Knee Airbags: Are Their Safety Claims A Bunch Of Hot Air?

Bonus! A rudimentary history of the airbag. 

The idea of the airbag - a gas-inflated cushion to cushion the blow of major car accidents - is a great idea, by and large. Invented in 1952, technology was insufficient to make the airbag practical at the time. By the 1970s, the technology was there, and General Motors offered dual front, dual stage airbags from 1973-1976. Called ACRS, Air Cushion Restraint System, it was a great idea for the time, with a flaw - it was designed to work without, not with, seat belts. Then, in the early 1980s, Mercedes Benz came out with a system, called "SRS" for Supplemental Restraint System, that was designed to supplement the seat belt in a major crash. At first, it had only a driver airbag, but passenger airbags soon followed. Soon, luxury manufacturers began to adopt the bags, and news articles began to appear touting their safety benefits. Crash tests also proved the safety benefits of the airbags. By the early 1990s, airbags were irresistible. They were saving lives. By 1993, most new cars in the US had a driver airbag, and by 1995 most were equipped with dual airbag.

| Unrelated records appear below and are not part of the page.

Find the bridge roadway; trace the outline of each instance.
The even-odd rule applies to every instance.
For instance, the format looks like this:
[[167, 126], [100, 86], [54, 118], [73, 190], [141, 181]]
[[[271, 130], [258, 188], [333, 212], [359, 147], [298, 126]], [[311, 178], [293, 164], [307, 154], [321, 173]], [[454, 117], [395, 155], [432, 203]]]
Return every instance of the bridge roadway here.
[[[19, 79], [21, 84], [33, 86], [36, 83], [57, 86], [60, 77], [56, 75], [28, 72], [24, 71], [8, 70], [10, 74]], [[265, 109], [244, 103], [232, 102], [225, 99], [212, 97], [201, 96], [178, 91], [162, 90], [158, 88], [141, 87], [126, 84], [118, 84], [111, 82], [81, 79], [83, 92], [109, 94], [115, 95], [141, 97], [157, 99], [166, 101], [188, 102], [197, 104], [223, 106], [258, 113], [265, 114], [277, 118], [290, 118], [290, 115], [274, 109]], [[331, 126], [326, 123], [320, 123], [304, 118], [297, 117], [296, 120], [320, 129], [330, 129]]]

Side airbags followed shortly thereafter. Pioneered by Volvo in 1994, most luxury cars offered them as standard by 1998, and even economy cars such as the Toyota Corolla could be had with them by then. By 2008, they were ubiquitous on new cars. Curtain airbags - pioneered by BMW in 1997 - also saw quick adoption. A stringent new crash test which simulates an SUV or a pickup striking the side of a vehicle was launched by the IIHS in 2003, and test after test proved that some sort of head protection was needed to get even a halfway decent score in the test. Real world data also proved the curtains' amazing benefit: 45 percent reduction in driver deaths in driver side impacts was observed in a 2003 IIHS study. Today's curtains are far better at cushioning heads and blocking debris than the late 1990s-early 2000s curtains seen in that study, so the fatality reduction would be expected to be even greater. 

Almost all cars sold since about 2009 (and most from a few years before then) come with a set of 6 airbags standard. You get a driver front airbag, a passenger front airbag, a side airbag in each front seat, and side curtain airbags on each side. On top of this common set, knee airbags, rear seat side airbags, and even seat cushion airbags are cropping up in the race to cram more 'bags in our rides. 

Knee airbags are the most common. A large percentage of cars, maybe half, have at least a driver knee airbag. Passenger knee airbags, fortunately, remain rare. While a driver knee airbag certainly doesn't hurt things, I've found that it offers limited benefits at best. 

Wha?!?! An airbag that doesn't help much?

Knee airbags are commonly touted to provide cushioning to the knees and legs, hence the term "knee airbag". The idea gives me a bit of heebie-jeebies, since I sit with next to no distance between my knees and the dash. (I'm 6' tall with fairly short legs for my height). But my car doesn't have knee airbags - it has only the common six airbag system. So I wouldn't know the ergonomics of actually sitting behind a knee airbag. For all I know, they could have it set up so that it's more comfortable to sit with your knees farther back from the lower dash. 

It is the structure of the car that primarily determines what can happen to the legs and knees in a frontal crash, not the presence or absence of a knee airbag. The new IIHS small overlap is a gold mine for what can happen during structural collapse; there are a number of structural failures both with and without knee airbags. Some cars from Lexus, Toyota, Ford, GM, even Mercedes and BMW, equipped with knee airbags earned poor ratings for leg protection in the new test. That's not to say that all cars with knee airbags will crush your legs in a small overlap crash test - there were a few good performers equipped with them. And some cars did seem to show some benefit from the knee airbags, such as the 2012-present Toyota Camry, which suffered structural collapse but left the legs relatively uninjured.

So, overall, knee airbags don't really help or hurt. And they generally don't make up for a bad structure. Six airbags are enough.